Bezos was recognized at this year’s Pathfinder Awards for both his achievements with Amazon and his rocket company, Blue Origin. As the Museum of Flight, one of the managers for the awards, explained that Bezos is a “perfect manifestation of a Pathfinder, implementing technology for the present, and future benefit of mankind.” Held in Seattle, the Pathfinder Awards began in 1982 to honor “individuals with ties to the Pacific Northwest, who have made significant contributions to the development of the aerospace industry.”
Amazon’s competitors such as Google and Walmart are still playing their drone cards close to their chests. As Geek Wire observed, “Google has applied for a patent for an aerial delivery device that ‘locates the machine-readable code on a display at the delivery address and verifies that the information from the machine-readable code is associated with the package. The delivery device deposits the package on the display.'”
Such a code display would not be unlike Amazon’s own scheme, but it does leave one lingering question: how will the drones be able to differentiate between codes if multiple houses in the same vicinity rely on the same symbol for that service (such as in Amazon Prime Air’s video example above)?
These companies still have some time to work out the kinks as drone delivery at such a scale is still a ways off. The FAA still needs to work on better regulations for larger distributors and the drones still need some fine-tuning. As April Glaser, Recode’s drone reporter, estimates, we shouldn’t “expect door-to-door drone delivery until 2020 at the earliest.”
She goes on to say how current FAA regulations slightly discourage even consumer drone ownership as the regulations are difficult to universally understand.”[Drones] are an investment, and people want some clarity about what they can and can’t do with [them] because they’re [worth] so much money.”

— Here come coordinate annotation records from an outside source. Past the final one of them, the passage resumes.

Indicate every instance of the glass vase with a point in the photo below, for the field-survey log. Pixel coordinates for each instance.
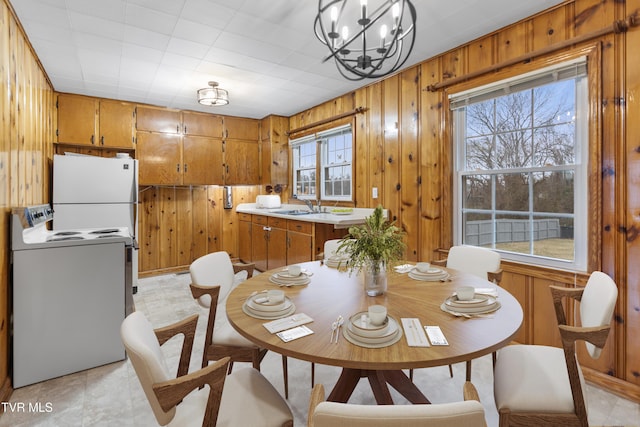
(375, 278)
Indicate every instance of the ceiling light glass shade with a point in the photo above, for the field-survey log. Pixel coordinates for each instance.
(213, 95)
(366, 40)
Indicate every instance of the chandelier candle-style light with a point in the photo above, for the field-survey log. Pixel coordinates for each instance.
(213, 95)
(365, 41)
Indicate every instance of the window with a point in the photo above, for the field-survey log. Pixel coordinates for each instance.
(521, 166)
(334, 149)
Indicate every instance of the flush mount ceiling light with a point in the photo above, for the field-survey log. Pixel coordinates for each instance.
(213, 95)
(378, 42)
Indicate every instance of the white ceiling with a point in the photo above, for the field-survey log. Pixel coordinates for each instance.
(264, 52)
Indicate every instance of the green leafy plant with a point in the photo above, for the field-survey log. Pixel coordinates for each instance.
(374, 241)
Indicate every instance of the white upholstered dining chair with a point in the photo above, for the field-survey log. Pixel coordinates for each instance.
(207, 397)
(467, 413)
(481, 262)
(213, 277)
(536, 385)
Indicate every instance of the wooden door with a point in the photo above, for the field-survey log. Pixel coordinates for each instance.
(242, 162)
(154, 119)
(202, 160)
(77, 119)
(259, 246)
(299, 247)
(241, 128)
(160, 157)
(277, 251)
(202, 124)
(116, 124)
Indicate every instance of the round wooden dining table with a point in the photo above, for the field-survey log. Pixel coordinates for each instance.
(333, 292)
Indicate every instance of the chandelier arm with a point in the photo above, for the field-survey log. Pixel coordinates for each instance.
(367, 63)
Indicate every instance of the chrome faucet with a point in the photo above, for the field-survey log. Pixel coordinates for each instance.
(308, 203)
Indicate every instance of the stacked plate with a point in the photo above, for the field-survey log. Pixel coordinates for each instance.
(361, 332)
(283, 278)
(336, 261)
(431, 275)
(480, 304)
(260, 307)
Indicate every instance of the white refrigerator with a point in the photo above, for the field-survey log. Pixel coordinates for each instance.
(96, 192)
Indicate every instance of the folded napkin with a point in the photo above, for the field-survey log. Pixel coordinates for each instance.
(404, 268)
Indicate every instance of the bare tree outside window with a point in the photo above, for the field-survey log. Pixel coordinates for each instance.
(520, 152)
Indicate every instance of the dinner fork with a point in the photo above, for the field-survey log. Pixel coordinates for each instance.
(339, 322)
(334, 326)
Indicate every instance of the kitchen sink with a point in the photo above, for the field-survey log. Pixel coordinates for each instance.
(293, 212)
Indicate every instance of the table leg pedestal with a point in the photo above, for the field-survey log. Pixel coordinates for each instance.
(379, 381)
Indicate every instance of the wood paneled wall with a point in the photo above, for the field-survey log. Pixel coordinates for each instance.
(179, 224)
(26, 135)
(404, 148)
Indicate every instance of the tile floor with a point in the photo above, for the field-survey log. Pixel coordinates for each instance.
(111, 395)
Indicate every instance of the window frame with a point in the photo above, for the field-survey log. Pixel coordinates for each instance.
(321, 138)
(581, 167)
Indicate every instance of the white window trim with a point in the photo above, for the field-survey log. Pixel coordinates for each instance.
(581, 218)
(320, 138)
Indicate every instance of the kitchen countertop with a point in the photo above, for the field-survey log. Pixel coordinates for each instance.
(337, 220)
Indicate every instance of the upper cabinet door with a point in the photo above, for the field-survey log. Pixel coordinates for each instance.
(201, 124)
(116, 124)
(77, 119)
(160, 157)
(158, 120)
(202, 158)
(240, 128)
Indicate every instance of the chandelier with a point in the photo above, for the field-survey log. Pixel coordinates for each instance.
(381, 41)
(213, 95)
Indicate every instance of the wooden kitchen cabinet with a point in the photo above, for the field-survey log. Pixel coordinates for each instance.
(274, 150)
(276, 242)
(202, 160)
(241, 128)
(116, 124)
(299, 241)
(155, 119)
(202, 124)
(160, 158)
(242, 162)
(95, 122)
(173, 159)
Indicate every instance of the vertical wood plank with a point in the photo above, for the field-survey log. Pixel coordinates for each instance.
(391, 150)
(409, 159)
(434, 151)
(184, 226)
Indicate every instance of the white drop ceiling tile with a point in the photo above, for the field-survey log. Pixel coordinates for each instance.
(41, 13)
(252, 48)
(96, 63)
(150, 19)
(142, 53)
(172, 7)
(142, 37)
(96, 43)
(111, 10)
(195, 31)
(93, 25)
(186, 63)
(187, 48)
(207, 12)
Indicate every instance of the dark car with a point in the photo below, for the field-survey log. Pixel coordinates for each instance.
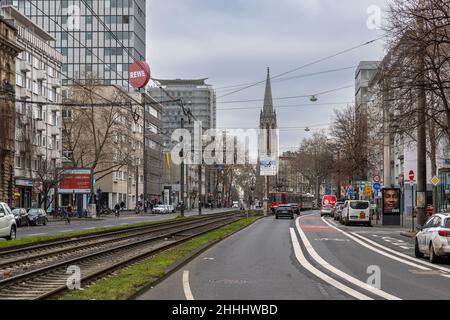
(37, 217)
(295, 208)
(21, 216)
(284, 211)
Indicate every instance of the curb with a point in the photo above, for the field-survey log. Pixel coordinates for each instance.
(408, 234)
(183, 261)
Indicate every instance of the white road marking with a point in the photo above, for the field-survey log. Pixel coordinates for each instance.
(377, 250)
(305, 263)
(338, 272)
(186, 287)
(403, 255)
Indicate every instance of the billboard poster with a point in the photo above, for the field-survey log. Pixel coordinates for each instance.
(268, 166)
(75, 181)
(391, 201)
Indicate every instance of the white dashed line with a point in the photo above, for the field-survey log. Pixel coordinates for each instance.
(338, 272)
(305, 263)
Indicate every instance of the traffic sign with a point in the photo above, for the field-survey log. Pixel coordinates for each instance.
(435, 181)
(411, 176)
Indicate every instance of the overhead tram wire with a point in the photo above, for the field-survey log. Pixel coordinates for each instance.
(305, 66)
(232, 87)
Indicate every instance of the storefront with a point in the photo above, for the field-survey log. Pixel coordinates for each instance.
(23, 193)
(444, 190)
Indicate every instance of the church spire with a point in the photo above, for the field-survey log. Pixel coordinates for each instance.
(268, 101)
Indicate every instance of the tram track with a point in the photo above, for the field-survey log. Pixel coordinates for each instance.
(45, 280)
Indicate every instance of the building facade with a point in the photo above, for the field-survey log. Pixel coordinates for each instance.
(38, 122)
(9, 50)
(200, 98)
(89, 50)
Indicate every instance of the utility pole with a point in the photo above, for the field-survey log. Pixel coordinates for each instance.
(200, 189)
(421, 132)
(145, 151)
(182, 173)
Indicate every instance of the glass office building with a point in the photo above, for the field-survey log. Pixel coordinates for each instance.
(89, 50)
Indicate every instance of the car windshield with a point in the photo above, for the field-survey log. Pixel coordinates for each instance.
(359, 205)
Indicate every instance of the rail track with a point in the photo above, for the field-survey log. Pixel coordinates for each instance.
(40, 272)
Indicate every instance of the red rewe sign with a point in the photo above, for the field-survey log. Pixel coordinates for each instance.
(139, 74)
(411, 175)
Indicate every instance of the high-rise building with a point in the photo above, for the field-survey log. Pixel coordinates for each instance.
(89, 50)
(200, 98)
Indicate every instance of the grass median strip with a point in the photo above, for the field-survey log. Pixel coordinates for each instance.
(128, 282)
(37, 239)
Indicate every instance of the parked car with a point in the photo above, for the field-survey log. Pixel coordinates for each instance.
(284, 211)
(335, 208)
(37, 216)
(356, 211)
(8, 226)
(434, 238)
(21, 216)
(295, 208)
(170, 208)
(338, 212)
(160, 208)
(326, 210)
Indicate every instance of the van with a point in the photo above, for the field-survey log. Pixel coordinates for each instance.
(356, 211)
(8, 226)
(328, 200)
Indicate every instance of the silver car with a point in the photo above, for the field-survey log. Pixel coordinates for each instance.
(434, 238)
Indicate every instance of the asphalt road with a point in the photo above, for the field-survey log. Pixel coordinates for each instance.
(60, 227)
(309, 258)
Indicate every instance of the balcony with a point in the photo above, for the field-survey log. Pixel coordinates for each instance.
(41, 75)
(24, 66)
(54, 82)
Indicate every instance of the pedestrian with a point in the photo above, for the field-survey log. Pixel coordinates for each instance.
(117, 210)
(67, 214)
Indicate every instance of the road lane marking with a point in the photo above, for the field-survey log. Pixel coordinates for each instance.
(403, 255)
(338, 272)
(305, 263)
(186, 287)
(378, 250)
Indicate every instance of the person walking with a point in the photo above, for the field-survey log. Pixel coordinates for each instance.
(67, 214)
(117, 210)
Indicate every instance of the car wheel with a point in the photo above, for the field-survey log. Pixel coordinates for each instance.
(433, 257)
(12, 234)
(417, 252)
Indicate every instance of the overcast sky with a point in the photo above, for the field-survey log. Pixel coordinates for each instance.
(232, 42)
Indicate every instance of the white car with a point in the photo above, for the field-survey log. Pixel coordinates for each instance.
(161, 208)
(8, 225)
(356, 211)
(434, 238)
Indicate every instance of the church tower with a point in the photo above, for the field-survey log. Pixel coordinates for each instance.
(268, 142)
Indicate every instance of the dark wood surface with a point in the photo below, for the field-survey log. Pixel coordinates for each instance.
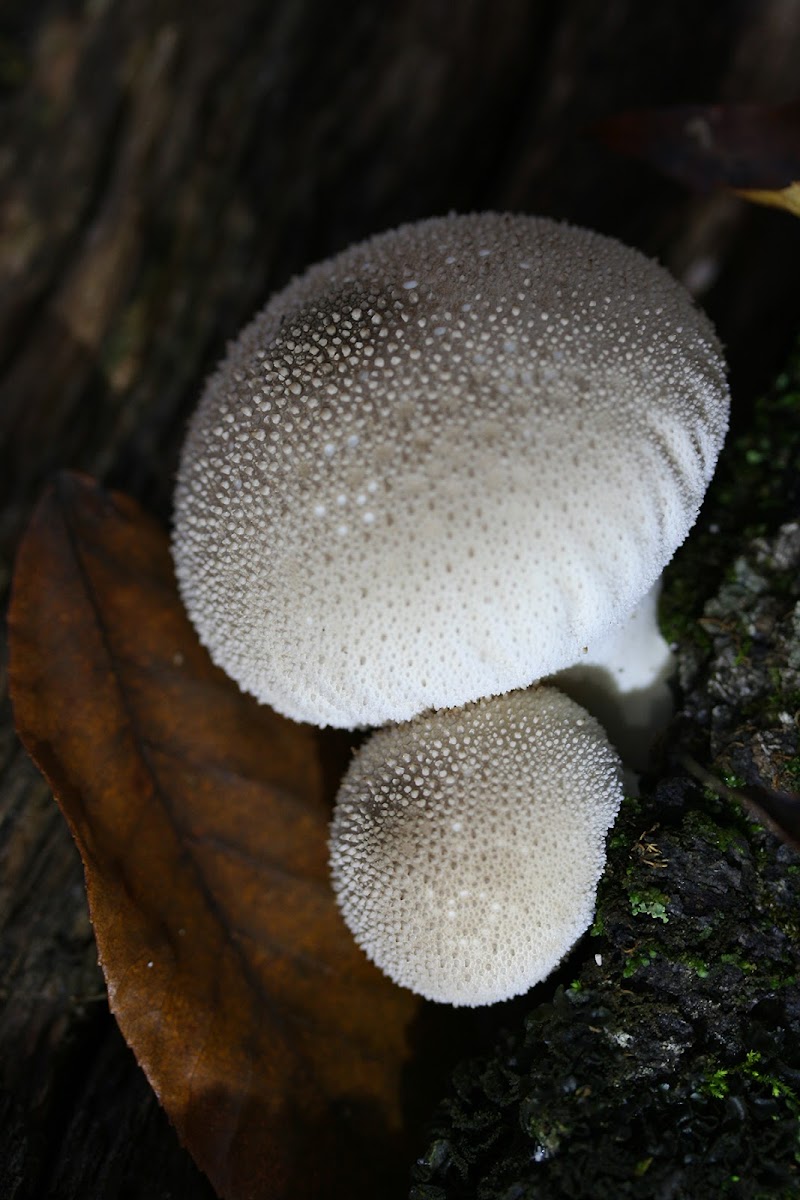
(163, 168)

Moreover, there’s a lot of gray surrounding whether or not property owners have air sovereignty over their homes as there’s no legal consistency for whether or not you can shoot trespassing drones down. While the cases we’ve explored have happened in the U.S., just recently a video has gone viral over a farmer in the U.K. who’s had enough of his neighbor’s aerial snooping, shooting the thing right out of the sky with a single shot.
It might be a few years before we can see our online orders fly right to our doorstep, but initiatives like Amazon’s drone delivery program are certainly interesting prospects for the near future. While the FAA starts clearing up some of the regulatory murkiness, it’s only a matter of time before we start clearing the way for our own personal drone landing zones.